# Planning light for 180g, trying to use GE9325, need advice



## jmhart (Nov 13, 2007)

I thought I had all this figured out, but as it turns out, I don't.

I'm planning my next tank, a 180g(72" long). I was planning on a 3x150 HID MH / 4x80w T5 retrokit. However, something else that I really wanted to do was use the GE 9325 for the fluorescent. As it turns out, GE doesn't offer that bulb in an 80w T5. They offer it in a 55w "T5", which is actually what we all call a PC.

So, I'm looking at other options. I'm looking at Catalina Aquarium, came across this: 3x150w MH/4x80 VHO. I thought VHO was kind of generic term for overdriving a bulb/ballast, but it appears I'm wrong on that. What kind of bulb would I need for that? A "VHO" bulb, or a "VHO T12" or something.

I'm open to other options, but I'm really trying to use the 9325 bulb. These are the available bulbs that come in 9325.


----------



## jmhart (Nov 13, 2007)

Might have solved my problem:

http://www.catalinaaquarium.com/product_info.php?cPath=71_7_9&products_id=844

1 x 150 HQI /2x55w PC

and I could use 3 of those.


----------



## niko (Jan 28, 2004)

Could you tell me why you must have the Metal Halides?

The reason I'm asking is that you will achieve the same plant growth with Giesemann Midday T5HO using much less electricity, and with very, very little heat.

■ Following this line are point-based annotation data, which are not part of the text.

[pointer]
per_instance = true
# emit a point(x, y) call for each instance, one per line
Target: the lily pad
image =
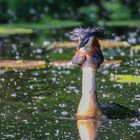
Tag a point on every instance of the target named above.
point(20, 64)
point(104, 44)
point(125, 78)
point(136, 48)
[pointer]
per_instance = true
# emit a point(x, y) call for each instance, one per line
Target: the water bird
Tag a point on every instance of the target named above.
point(89, 57)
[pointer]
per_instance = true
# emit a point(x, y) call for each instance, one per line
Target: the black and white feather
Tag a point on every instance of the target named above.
point(82, 33)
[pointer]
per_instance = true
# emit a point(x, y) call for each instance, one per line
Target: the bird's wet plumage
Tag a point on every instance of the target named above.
point(94, 55)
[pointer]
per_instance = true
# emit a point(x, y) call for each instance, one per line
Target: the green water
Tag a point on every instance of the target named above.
point(41, 104)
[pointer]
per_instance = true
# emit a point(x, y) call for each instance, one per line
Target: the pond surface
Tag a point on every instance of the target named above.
point(41, 104)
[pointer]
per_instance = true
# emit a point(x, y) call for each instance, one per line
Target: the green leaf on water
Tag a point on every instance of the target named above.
point(44, 25)
point(125, 78)
point(9, 30)
point(120, 23)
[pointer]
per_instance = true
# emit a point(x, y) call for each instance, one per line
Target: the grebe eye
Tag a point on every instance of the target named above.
point(86, 40)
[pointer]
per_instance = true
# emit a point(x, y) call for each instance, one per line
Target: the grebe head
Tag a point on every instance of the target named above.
point(88, 47)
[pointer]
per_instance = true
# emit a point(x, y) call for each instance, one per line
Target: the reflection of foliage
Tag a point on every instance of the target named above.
point(119, 23)
point(27, 28)
point(126, 78)
point(118, 11)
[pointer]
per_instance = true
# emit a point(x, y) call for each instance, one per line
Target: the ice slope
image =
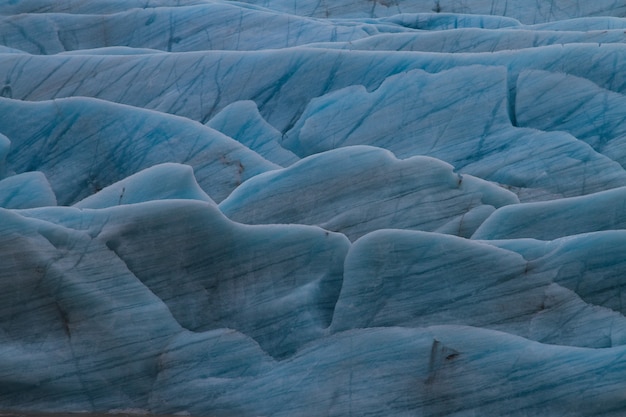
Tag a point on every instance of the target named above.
point(428, 278)
point(553, 219)
point(552, 101)
point(242, 121)
point(359, 189)
point(465, 123)
point(537, 12)
point(323, 208)
point(105, 142)
point(213, 25)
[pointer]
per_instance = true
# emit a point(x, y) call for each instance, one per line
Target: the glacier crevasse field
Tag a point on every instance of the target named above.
point(313, 208)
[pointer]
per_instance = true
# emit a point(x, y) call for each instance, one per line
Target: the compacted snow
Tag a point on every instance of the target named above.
point(302, 208)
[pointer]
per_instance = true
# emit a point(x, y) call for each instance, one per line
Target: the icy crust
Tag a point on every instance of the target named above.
point(242, 121)
point(465, 123)
point(553, 219)
point(279, 284)
point(415, 279)
point(106, 142)
point(537, 13)
point(167, 181)
point(476, 40)
point(144, 295)
point(211, 25)
point(359, 189)
point(281, 82)
point(87, 6)
point(560, 102)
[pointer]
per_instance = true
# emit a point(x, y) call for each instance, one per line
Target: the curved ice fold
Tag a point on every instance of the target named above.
point(553, 219)
point(425, 279)
point(159, 182)
point(356, 190)
point(106, 142)
point(27, 190)
point(553, 101)
point(156, 117)
point(459, 116)
point(241, 121)
point(278, 284)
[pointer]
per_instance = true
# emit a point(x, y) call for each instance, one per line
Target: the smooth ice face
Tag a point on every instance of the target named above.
point(243, 122)
point(160, 182)
point(105, 142)
point(27, 190)
point(553, 219)
point(312, 208)
point(459, 116)
point(427, 278)
point(356, 190)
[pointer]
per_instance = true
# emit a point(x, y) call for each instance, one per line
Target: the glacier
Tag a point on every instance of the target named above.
point(279, 208)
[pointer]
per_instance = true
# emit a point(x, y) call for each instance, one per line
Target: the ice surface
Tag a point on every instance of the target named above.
point(105, 143)
point(281, 208)
point(160, 182)
point(357, 190)
point(553, 219)
point(243, 122)
point(464, 123)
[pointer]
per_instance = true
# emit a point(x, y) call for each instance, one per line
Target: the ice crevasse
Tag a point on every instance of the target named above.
point(281, 208)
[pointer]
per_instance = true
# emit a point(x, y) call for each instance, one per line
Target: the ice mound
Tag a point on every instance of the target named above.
point(281, 208)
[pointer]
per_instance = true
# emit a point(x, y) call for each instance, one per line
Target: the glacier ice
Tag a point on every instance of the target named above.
point(384, 208)
point(359, 189)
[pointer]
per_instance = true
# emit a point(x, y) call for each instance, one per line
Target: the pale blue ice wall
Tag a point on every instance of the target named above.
point(286, 208)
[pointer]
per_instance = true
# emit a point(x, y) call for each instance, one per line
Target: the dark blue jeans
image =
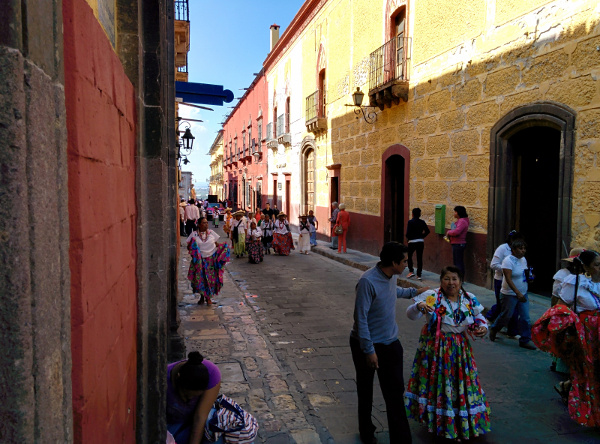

VHO has 2 downsides. First it's actually very inefficient due to the fat T12 tube. Second there is barely a choice of bulbs - all of them with unknown spectrum and labeled in Kelvins that don't make sense when you actually see the bulb working.

--Nikolay


----------



## niko (Jan 28, 2004)

330 watts (6x55) watt PC will make a lot of heat, trust me. 

You can get the same amount of light (if not more) with 160 watts of the T5HOs. 

Also the Kelvin rating and spectrum of PCs is questionable.

--Nikolay


----------



## jmhart (Nov 13, 2007)

Well, I'm mostly interested in the MH for viewing effect. They will likely only be on for ~3 hours a day. Personally, I don't really enjoy the growing ability of MH, hence the T5 interest. No matter what lights I use, I'll be installing cooling fans into my canopy.

I'll check out the Giesemann's. I suppose the first question I have, since I have little experience outside of PC lighting, is what kind of fixture/ballast would I need for a T5HO bulb? *EDIT*Figured it out, a T5HO ballast.


----------



## Riiz (Jul 19, 2008)

Usually if a ballast can power a T5HO, it will power a PC bulb at the same wattage, since they are the same thing with different endcaps.


----------